Gil Bloch is an HPC and AI specialist with broad experience in fast interconnect technologies for clusters, datacenters and cloud computing. His current responsibilities include co-design and in-network computing for HPC and machine learning. Gil is teaching Fast Networks and RDMA programming in the Hebrew University of Jerusalem (HUJI) and in Ben Gurion University of the Negev (BGU).

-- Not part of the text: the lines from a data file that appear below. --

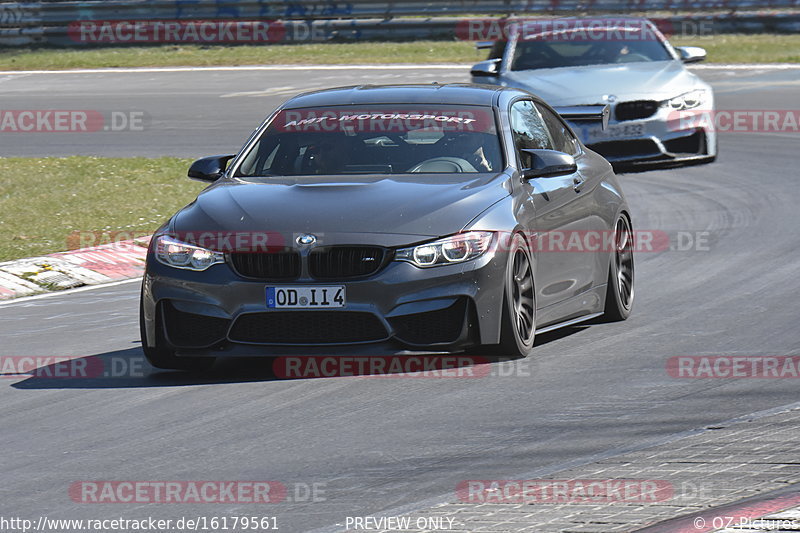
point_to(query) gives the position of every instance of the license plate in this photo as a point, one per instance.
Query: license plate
(616, 131)
(305, 297)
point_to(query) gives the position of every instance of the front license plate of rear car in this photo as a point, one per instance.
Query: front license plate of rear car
(298, 297)
(615, 131)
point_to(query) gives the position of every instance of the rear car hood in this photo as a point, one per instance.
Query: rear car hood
(659, 80)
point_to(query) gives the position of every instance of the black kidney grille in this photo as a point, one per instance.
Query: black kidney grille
(308, 327)
(635, 110)
(284, 265)
(339, 262)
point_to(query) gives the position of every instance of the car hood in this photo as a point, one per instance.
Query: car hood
(411, 207)
(657, 80)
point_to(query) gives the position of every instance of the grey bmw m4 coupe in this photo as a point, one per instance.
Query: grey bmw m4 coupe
(391, 220)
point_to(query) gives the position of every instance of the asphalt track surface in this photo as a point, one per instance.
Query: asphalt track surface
(379, 445)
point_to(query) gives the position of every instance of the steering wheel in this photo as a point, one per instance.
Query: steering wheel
(438, 165)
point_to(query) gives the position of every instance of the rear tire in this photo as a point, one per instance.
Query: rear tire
(163, 356)
(518, 327)
(619, 290)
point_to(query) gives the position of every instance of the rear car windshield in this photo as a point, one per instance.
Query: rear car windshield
(376, 139)
(575, 49)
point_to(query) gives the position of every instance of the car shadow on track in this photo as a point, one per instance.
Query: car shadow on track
(129, 369)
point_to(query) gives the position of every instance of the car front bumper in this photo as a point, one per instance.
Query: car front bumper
(400, 309)
(659, 139)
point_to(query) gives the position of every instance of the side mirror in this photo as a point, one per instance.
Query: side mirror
(547, 164)
(490, 67)
(692, 54)
(209, 168)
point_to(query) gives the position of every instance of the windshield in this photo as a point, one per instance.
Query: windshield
(577, 48)
(376, 139)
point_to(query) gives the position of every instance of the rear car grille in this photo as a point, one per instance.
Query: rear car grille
(284, 265)
(433, 327)
(308, 327)
(635, 110)
(188, 330)
(340, 262)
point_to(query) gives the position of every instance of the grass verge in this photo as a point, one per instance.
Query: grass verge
(44, 200)
(730, 48)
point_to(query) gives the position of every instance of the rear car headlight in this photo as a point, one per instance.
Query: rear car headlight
(455, 249)
(178, 254)
(689, 100)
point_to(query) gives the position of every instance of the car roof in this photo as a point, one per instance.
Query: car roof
(434, 93)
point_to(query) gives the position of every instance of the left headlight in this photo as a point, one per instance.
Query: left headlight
(689, 100)
(454, 249)
(172, 252)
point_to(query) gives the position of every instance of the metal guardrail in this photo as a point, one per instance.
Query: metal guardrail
(65, 22)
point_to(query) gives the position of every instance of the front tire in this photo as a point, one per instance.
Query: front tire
(163, 356)
(619, 290)
(518, 327)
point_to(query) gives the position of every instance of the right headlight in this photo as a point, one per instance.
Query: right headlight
(172, 252)
(454, 249)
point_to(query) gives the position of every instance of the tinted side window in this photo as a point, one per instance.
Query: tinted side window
(529, 130)
(563, 139)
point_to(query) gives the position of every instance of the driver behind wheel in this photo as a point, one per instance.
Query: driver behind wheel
(471, 146)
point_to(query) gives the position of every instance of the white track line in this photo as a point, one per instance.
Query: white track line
(261, 68)
(23, 299)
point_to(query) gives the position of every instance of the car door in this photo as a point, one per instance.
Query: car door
(589, 244)
(550, 211)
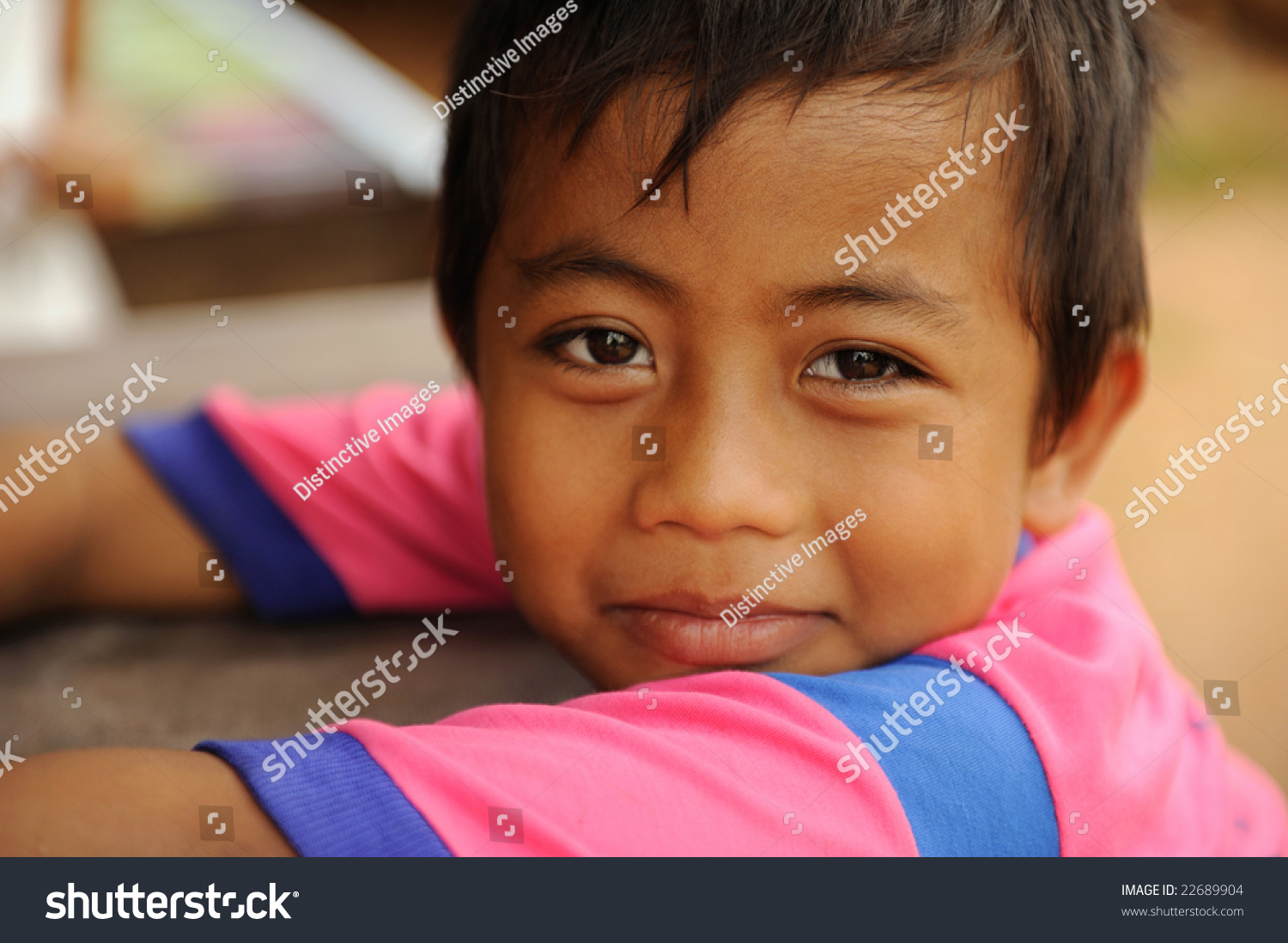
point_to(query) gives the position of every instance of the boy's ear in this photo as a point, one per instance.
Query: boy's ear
(1059, 481)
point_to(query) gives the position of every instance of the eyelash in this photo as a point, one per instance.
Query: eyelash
(898, 370)
(902, 371)
(550, 348)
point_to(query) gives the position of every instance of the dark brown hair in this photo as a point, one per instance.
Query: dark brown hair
(1079, 172)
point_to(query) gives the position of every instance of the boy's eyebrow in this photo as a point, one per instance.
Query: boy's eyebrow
(586, 259)
(934, 309)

Before working on in-network computing, Gil had multiple engineering and architecture positions including network adapters and switches ASIC design and architecture, RDMA offload ASIC and open-source networking software for high performance computing. Gil is an author/co-author of multiple patents in the area of computer networks and network adapters. Gil holds a BSc degree in Electrical Engineering from the Technion, Israel Institute of Technology.

Salvatore Di Girolamo

NVIDIA

Salvatore Di Girolamo

Salvatore’s research primarily focuses on in-network computing, programming models, and interconnects. He earned his Ph.D. from ETH Zurich, where he worked on enabling in-network streaming processing, defining the hardware architecture and the programming model, and evaluating different use cases that can benefit from network programmability. Today, Salvatore is a Senior Software Architect at NVIDIA, focusing on programmable in-network accelerators for HPC and AI.